Three months ago in this column, I took the Obama administration to task for announcing that vast tracts of seabed were being opened to oil and gas exploration and exploitation. It turns out that the administration’s timing could not have been worse. The oil spill in the Gulf has highlighted in a stark and graphic fashion one of the many ways that our dependence on fossil fuels is dangerous.
The image that keeps going through my mind is kids playing with matches. We’ve unleashed forces that we don’t completely understand and can’t control. The marine life, the coasts, the wetlands, and the people who live in that biologically rich area will pay the price for our carelessness for decades to come.

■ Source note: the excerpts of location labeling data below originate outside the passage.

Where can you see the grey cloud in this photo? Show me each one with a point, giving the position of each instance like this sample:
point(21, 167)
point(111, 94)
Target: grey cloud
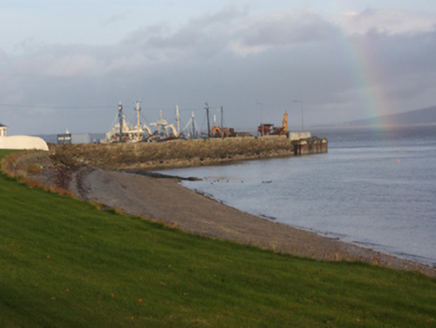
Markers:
point(287, 29)
point(193, 64)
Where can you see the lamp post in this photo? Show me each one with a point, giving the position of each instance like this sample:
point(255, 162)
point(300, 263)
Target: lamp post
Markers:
point(302, 114)
point(261, 118)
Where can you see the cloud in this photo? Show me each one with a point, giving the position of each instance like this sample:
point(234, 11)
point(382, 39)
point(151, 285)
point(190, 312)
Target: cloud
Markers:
point(387, 21)
point(230, 58)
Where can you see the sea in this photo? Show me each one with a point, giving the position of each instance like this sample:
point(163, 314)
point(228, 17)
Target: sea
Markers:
point(375, 188)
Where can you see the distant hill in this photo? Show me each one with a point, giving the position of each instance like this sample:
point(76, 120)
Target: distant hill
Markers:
point(419, 116)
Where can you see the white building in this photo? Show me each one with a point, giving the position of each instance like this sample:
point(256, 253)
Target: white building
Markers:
point(20, 142)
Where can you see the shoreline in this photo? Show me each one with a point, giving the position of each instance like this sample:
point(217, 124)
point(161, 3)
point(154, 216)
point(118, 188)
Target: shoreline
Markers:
point(333, 236)
point(166, 200)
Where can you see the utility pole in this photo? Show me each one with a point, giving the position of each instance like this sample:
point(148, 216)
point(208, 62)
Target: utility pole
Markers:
point(138, 127)
point(208, 122)
point(120, 115)
point(222, 119)
point(302, 113)
point(178, 120)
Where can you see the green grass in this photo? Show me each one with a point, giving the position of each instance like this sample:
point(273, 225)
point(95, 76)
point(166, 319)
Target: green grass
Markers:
point(65, 263)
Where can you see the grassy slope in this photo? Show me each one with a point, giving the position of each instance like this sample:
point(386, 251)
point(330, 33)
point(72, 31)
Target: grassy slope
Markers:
point(65, 263)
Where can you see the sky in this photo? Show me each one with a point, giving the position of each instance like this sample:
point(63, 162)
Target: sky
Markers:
point(66, 64)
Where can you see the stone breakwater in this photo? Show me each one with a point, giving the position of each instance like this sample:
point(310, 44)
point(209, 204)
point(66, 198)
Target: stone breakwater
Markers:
point(184, 153)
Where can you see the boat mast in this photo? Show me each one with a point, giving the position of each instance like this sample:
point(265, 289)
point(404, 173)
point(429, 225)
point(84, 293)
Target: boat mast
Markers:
point(120, 114)
point(137, 117)
point(178, 120)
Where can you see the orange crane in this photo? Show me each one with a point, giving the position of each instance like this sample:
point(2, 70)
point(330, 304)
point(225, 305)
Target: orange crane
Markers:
point(269, 129)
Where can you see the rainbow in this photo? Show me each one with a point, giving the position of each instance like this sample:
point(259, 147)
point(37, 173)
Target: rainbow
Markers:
point(367, 72)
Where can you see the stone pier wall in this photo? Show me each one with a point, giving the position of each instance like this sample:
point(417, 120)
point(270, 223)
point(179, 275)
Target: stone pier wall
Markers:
point(182, 153)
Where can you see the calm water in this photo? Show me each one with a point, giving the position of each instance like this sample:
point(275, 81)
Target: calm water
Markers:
point(373, 188)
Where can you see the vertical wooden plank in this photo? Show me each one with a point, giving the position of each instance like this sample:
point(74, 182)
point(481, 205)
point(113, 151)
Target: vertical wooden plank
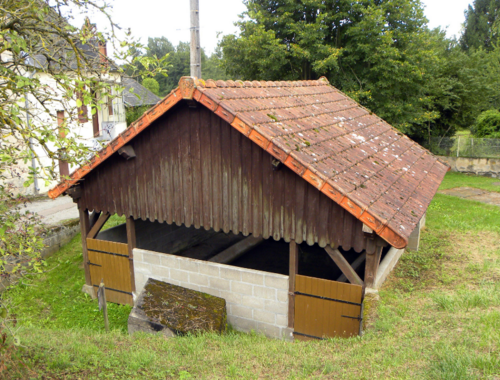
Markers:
point(226, 152)
point(371, 266)
point(289, 212)
point(300, 189)
point(267, 192)
point(292, 273)
point(187, 171)
point(206, 168)
point(235, 178)
point(322, 220)
point(278, 203)
point(257, 214)
point(246, 186)
point(131, 244)
point(196, 165)
point(216, 164)
point(84, 229)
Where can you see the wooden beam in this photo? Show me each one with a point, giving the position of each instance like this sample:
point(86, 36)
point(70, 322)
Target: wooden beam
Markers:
point(94, 217)
point(132, 243)
point(84, 229)
point(237, 250)
point(293, 271)
point(98, 225)
point(355, 265)
point(371, 266)
point(344, 266)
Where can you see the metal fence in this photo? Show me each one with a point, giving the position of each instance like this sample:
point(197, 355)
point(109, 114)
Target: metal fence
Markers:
point(464, 146)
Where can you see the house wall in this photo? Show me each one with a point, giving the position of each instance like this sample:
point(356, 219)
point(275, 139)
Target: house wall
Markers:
point(255, 300)
point(193, 168)
point(19, 173)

It doesn’t have to be this way. As I said last time, we at the Schatz Center firmly believe we can replace a large portion of our fossil fuel use with renewable energy. We will have to pay more for energy but ask the people in the Gulf region how much they’re paying right now. Which cost is higher?
In this issue, we highlight some of our efforts to get to that renewable energy future we need. Ruben Garcia reports on our collaboration with colleagues at the Group for Appropriate Rural Technology in Mexico. Omar, Victor, and Ilse visited for a couple of days and helped us build their famous Patsari cookstove here at SERC. We had great fun working together, built a great looking stove, and hope that this will lead to a continuing partnership to improve the efficiency of cookstoves. Also in this issue, Colin Sheppard reports on the beginning of a wave modeling study to support the development of PG&E’s WaveConnectTM project. The wave energy resource off the Humboldt County coast is enormous and this work and PG&E’s project are a start down the road of tapping that large resource. And James Apple describes the GridShare project that will provide smart grid devices to a village in Bhutan to alleviate the problem of frequent brownouts in their hydroelectric power system. James and his student colleagues won their award at a competition in Washington DC as part of EPA’s People, Prosperity, and the Planet program. Congratulations to the students and their mentor, SERC co- director Arne Jacobson. James, Meg Harper, and Chhimi Dorji, HSU grad student and Bhutan native, will travel to Bhutan soon to begin work there.
Best wishes to all our readers for a fun and relaxing summer.